The archives in SubTropolis and artifacts on display at the Chiefs Hall of Honor couldn’t be in better hands. Davidson stepped into his curator’s role after retiring as the team’s equipment manager in 2011. His relationships with former and current Chiefs play an important role in connecting the organization’s past to its present.
Moore became the Chiefs’ historian in 2010 after serving as the team’s director of media and public relations since 1989. He was central to creating the Hall of Honor. He maintained Hunt’s papers and club archives and his media credits even include producing a film: “WCT: The Road to Open Tennis.”
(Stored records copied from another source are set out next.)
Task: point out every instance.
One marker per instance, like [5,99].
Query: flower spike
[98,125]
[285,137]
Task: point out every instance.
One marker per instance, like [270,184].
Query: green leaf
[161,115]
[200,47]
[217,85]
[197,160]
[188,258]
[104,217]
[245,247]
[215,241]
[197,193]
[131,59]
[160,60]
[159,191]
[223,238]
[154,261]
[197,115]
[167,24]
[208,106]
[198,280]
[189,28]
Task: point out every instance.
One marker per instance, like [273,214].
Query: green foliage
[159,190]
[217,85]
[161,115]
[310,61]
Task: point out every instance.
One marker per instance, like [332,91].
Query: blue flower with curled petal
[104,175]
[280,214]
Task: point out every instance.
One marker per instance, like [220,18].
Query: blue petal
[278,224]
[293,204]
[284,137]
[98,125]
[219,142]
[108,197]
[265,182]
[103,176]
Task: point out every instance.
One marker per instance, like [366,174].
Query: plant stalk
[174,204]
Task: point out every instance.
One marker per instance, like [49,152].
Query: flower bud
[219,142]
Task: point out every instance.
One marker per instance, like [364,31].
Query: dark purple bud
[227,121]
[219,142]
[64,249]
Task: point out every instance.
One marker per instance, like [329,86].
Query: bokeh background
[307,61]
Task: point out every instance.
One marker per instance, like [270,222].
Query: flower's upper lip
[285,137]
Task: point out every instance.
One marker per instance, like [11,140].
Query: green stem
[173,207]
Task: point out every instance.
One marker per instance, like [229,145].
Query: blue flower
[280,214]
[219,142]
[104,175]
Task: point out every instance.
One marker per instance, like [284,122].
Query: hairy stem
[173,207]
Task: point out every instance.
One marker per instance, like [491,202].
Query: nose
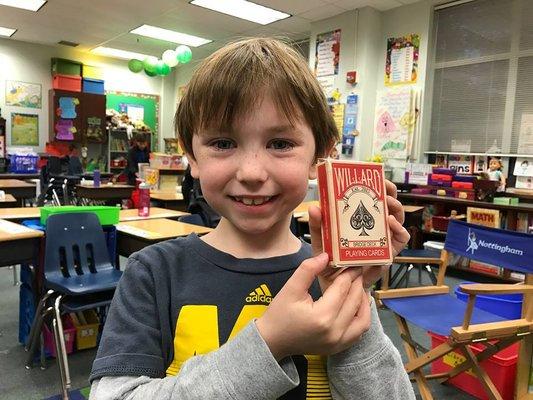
[252,168]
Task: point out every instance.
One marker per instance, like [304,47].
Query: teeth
[255,202]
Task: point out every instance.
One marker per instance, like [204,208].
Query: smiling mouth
[255,201]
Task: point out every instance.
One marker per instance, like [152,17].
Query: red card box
[354,213]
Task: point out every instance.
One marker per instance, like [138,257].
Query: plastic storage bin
[86,331]
[106,215]
[66,67]
[67,82]
[501,369]
[23,163]
[69,333]
[90,71]
[95,86]
[505,305]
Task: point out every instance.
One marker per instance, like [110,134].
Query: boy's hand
[371,274]
[295,324]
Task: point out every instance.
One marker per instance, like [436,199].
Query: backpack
[198,205]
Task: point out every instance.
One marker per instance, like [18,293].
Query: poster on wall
[395,121]
[327,53]
[23,94]
[401,65]
[24,129]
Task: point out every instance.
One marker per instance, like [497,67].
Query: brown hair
[234,79]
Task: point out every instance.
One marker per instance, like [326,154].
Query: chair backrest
[508,249]
[194,219]
[75,244]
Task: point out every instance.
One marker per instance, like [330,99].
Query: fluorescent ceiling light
[6,31]
[170,36]
[117,53]
[32,5]
[243,9]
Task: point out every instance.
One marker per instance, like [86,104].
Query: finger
[372,273]
[315,226]
[351,304]
[395,208]
[398,232]
[304,276]
[361,322]
[334,296]
[391,188]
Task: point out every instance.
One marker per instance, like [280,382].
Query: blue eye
[222,144]
[280,144]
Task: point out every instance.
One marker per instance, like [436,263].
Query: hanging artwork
[24,129]
[327,53]
[401,65]
[23,94]
[395,122]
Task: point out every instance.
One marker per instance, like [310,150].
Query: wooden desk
[155,213]
[168,200]
[18,244]
[105,192]
[135,235]
[11,175]
[8,201]
[19,189]
[19,213]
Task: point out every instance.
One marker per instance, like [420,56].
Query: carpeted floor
[18,383]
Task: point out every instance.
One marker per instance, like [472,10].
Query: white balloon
[170,58]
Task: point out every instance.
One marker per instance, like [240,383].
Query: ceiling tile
[293,7]
[326,11]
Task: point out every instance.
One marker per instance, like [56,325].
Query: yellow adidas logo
[260,295]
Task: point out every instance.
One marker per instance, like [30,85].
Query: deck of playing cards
[354,213]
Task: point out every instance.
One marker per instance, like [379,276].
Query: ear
[194,165]
[312,171]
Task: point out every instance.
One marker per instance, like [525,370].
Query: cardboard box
[354,213]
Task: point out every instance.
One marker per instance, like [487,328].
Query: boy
[139,153]
[231,315]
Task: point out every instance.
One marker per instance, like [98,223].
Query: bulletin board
[149,102]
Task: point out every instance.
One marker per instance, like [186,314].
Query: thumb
[304,276]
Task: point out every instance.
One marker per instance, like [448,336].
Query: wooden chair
[433,309]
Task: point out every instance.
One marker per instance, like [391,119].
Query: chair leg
[485,380]
[36,329]
[421,381]
[60,345]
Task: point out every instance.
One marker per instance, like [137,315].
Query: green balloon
[149,73]
[161,68]
[135,65]
[150,63]
[184,54]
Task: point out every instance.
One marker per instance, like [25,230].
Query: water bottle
[144,199]
[96,178]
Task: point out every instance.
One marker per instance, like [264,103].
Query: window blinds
[483,77]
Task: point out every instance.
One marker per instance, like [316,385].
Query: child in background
[249,311]
[496,174]
[139,153]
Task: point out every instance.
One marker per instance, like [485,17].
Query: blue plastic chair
[433,309]
[78,275]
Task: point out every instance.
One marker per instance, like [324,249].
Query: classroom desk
[168,200]
[19,189]
[133,236]
[8,201]
[11,175]
[18,244]
[105,192]
[155,212]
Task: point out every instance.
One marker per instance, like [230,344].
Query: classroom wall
[31,63]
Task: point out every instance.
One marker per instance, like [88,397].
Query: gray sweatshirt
[181,327]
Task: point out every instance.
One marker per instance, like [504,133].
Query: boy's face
[257,174]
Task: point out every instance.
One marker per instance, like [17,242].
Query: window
[483,77]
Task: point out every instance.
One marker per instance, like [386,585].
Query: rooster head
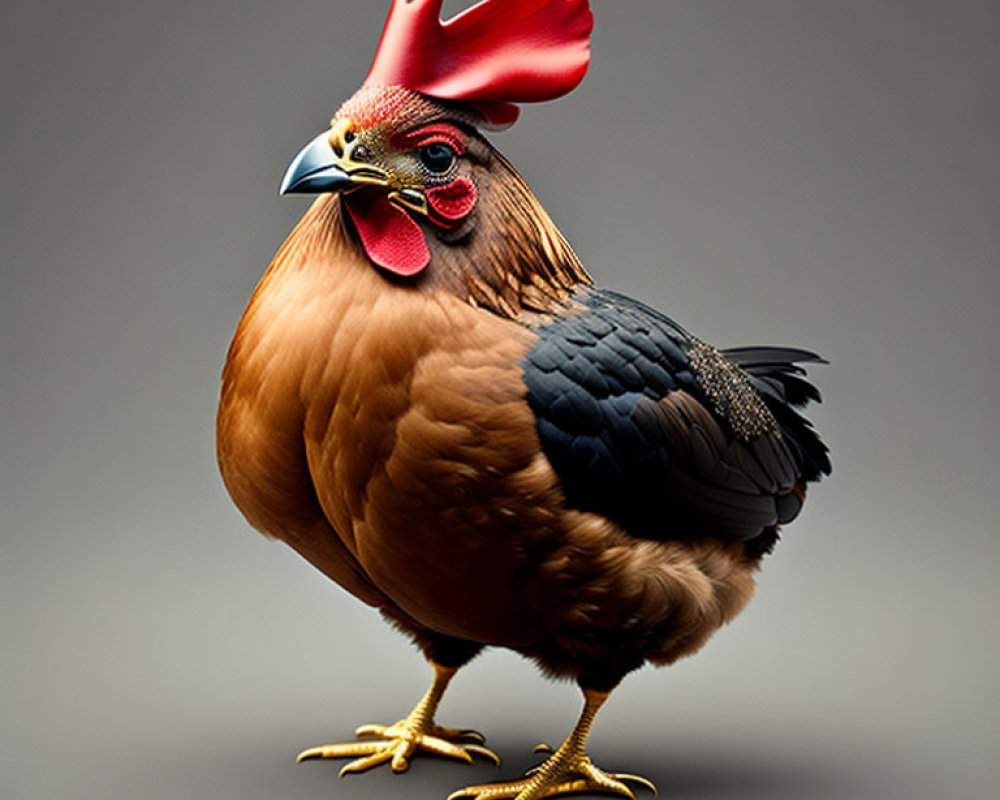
[406,153]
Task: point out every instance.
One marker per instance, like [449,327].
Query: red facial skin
[391,237]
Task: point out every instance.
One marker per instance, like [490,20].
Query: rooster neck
[512,259]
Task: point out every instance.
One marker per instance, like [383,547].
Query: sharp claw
[475,736]
[468,791]
[483,751]
[362,764]
[624,776]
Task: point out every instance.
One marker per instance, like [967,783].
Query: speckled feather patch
[731,393]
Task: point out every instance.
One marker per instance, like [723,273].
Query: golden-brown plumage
[423,427]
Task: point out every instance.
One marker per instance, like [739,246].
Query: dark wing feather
[647,425]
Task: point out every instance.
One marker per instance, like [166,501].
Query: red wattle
[389,235]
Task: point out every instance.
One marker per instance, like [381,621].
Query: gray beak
[314,170]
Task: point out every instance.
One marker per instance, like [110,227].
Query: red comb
[495,54]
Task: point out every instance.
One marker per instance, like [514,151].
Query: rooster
[428,399]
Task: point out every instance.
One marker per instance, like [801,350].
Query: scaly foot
[416,732]
[566,772]
[397,743]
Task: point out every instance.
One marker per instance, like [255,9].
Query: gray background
[780,171]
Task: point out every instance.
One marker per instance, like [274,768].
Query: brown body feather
[381,429]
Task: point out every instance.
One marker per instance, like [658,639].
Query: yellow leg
[568,770]
[415,732]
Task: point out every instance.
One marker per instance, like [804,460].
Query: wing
[664,434]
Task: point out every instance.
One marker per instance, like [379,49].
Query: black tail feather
[781,383]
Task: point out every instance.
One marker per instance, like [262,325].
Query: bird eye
[438,158]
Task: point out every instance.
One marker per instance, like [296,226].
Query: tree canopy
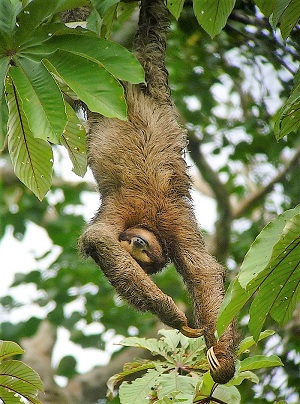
[233,74]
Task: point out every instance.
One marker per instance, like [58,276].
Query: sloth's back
[144,151]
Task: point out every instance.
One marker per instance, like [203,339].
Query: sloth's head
[144,247]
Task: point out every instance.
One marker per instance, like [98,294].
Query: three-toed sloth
[146,217]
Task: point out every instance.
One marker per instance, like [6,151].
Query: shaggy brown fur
[143,180]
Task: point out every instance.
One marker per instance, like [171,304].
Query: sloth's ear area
[144,247]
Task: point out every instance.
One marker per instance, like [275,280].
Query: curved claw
[212,359]
[191,332]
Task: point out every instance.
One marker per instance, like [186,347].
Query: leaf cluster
[44,67]
[17,380]
[180,374]
[271,272]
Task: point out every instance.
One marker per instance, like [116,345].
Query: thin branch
[221,237]
[252,200]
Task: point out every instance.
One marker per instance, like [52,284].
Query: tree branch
[220,240]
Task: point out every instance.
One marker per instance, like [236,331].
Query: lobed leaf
[32,158]
[45,115]
[212,15]
[173,382]
[156,347]
[9,348]
[74,141]
[101,50]
[8,18]
[22,372]
[279,291]
[289,118]
[135,367]
[138,391]
[271,267]
[99,90]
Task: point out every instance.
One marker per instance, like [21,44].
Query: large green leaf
[173,382]
[8,13]
[109,54]
[235,299]
[22,372]
[4,63]
[74,141]
[212,15]
[45,115]
[98,89]
[280,290]
[260,253]
[32,158]
[138,391]
[272,269]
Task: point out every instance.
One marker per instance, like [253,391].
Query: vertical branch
[221,236]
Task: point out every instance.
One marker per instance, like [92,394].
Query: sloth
[146,216]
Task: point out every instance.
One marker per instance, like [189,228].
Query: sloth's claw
[191,332]
[212,359]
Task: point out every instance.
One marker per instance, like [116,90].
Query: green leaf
[45,115]
[285,15]
[9,397]
[8,17]
[109,54]
[98,89]
[271,266]
[246,375]
[4,64]
[175,7]
[280,289]
[289,117]
[156,347]
[173,382]
[102,6]
[212,15]
[9,348]
[22,372]
[32,158]
[129,369]
[228,394]
[260,361]
[74,141]
[137,392]
[260,253]
[235,298]
[248,342]
[266,6]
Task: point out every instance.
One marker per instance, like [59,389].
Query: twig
[223,224]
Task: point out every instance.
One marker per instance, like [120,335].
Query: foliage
[41,63]
[17,380]
[271,269]
[181,373]
[221,87]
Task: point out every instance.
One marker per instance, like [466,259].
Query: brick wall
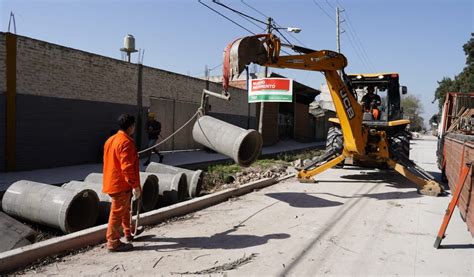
[3,83]
[301,122]
[76,137]
[50,73]
[2,132]
[270,123]
[455,152]
[52,70]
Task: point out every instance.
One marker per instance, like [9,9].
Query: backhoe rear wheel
[335,142]
[401,144]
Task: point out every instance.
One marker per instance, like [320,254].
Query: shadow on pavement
[303,200]
[223,240]
[457,246]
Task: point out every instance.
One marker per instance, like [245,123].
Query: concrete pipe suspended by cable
[104,199]
[148,182]
[173,188]
[193,178]
[52,206]
[243,146]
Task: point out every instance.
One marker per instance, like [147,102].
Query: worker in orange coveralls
[121,178]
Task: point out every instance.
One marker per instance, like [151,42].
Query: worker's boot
[121,247]
[130,238]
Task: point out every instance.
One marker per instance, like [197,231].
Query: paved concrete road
[353,222]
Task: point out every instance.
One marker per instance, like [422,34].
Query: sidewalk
[193,159]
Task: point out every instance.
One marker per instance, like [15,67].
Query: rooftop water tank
[129,43]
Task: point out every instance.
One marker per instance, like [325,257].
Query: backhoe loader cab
[387,87]
[383,142]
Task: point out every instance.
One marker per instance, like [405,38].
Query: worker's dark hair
[125,121]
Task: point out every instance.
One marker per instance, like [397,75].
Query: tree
[412,108]
[464,81]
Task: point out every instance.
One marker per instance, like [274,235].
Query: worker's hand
[137,193]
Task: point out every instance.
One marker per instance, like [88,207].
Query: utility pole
[338,30]
[260,120]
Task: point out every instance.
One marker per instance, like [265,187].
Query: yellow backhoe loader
[382,142]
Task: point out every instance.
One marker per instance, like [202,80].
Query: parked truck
[456,149]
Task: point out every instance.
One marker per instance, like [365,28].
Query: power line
[363,62]
[357,50]
[329,4]
[324,11]
[200,2]
[244,16]
[238,12]
[276,23]
[356,36]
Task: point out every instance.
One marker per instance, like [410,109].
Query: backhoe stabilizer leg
[306,176]
[426,186]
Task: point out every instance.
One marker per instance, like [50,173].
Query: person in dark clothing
[371,102]
[153,128]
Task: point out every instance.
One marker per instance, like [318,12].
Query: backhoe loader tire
[400,144]
[335,142]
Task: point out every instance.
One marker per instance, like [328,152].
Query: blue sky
[420,39]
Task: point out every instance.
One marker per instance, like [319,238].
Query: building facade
[60,104]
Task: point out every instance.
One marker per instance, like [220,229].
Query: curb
[15,258]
Hunt was a pro tennis pioneer, as well, and the source of that film is a trove of some 600 videotapes of tournaments around the world that reside on shelves inside SubTropolis. Still more historical gems loom on shelves in another office, ready to be displayed, if they haven’t been already.
It’s apparent that the Chiefs, while carving out a place in NFL history with recent dynastic success, are also committed to remembering their past. They’re honoring Lamar Hunt’s considerable contributions to the game and preserving their place in pro football’s annals, too.
“He was such a major figure in the growth of football,” Moore said of Hunt, “and it allows us to talk about where the game was when he brought it to Kansas City.”
Call it an underground movement to preserve Hunt’s legacy.